Penny stocks that do not qualify for regular market listing can still be listed on the over the counter, or OTC, market. OTC stocks carry a lot of risk, but they also have a lot of room for appreciation. Although NASDAQ is technically an OTC market, it has much higher standards than OTC listing services such as the Pink Sheets or the OTCBB. Even the smallest stocks must meet certain guidelines to be listed on NASDAQ. They must meet the minimum requirements for market capitalization, they must have a significant financial history and they must be registered with the SEC. Because of these requirements, trading NASDAQ penny stocks is much safer than trading other OTC stocks.

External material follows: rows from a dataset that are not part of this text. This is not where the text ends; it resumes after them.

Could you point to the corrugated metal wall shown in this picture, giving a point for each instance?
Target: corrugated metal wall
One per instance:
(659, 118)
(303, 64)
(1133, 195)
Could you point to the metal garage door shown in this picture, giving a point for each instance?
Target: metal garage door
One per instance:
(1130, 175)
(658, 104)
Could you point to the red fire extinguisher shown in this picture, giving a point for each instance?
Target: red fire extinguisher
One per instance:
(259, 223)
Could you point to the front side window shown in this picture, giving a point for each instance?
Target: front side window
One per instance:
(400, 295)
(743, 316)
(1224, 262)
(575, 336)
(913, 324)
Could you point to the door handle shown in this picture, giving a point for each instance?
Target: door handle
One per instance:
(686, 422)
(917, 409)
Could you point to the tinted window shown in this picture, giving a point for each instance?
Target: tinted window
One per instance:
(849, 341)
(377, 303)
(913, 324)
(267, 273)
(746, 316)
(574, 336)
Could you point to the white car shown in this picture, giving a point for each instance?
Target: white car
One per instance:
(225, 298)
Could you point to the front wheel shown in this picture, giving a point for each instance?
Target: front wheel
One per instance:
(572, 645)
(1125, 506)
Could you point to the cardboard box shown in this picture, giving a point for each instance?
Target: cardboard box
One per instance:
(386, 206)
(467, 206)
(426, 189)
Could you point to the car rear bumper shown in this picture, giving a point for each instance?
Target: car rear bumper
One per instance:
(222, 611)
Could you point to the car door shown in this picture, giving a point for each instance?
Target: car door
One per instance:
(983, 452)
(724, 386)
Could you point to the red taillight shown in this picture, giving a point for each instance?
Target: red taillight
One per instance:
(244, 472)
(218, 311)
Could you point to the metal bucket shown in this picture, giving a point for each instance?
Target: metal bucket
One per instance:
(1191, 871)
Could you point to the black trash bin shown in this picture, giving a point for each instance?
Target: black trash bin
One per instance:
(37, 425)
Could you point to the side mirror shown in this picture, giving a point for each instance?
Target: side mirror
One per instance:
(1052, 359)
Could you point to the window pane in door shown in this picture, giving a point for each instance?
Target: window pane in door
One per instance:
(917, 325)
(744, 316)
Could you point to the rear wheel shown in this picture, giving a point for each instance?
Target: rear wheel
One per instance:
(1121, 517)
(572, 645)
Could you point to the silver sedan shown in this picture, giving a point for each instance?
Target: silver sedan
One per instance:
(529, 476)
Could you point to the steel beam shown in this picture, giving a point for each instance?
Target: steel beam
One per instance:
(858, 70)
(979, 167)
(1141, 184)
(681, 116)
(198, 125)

It is easy to say that trading NASDAQ penny stocks is safer, but it is also important to understand why the NASDAQ requirements lower the risk associated with penny stocks. The average OTC stock is very difficult to research. It has no financial history and both the company and product it represents are untested. Most penny stocks fail, leaving investors with nothing. NASDAQ stocks, on the other hand, are required to have a certain amount of financial history. This means that while some stocks will inevitably fail, researching each stock is easier. When trading NASDAQ penny stocks, it is much easier to single out the winners from the losers.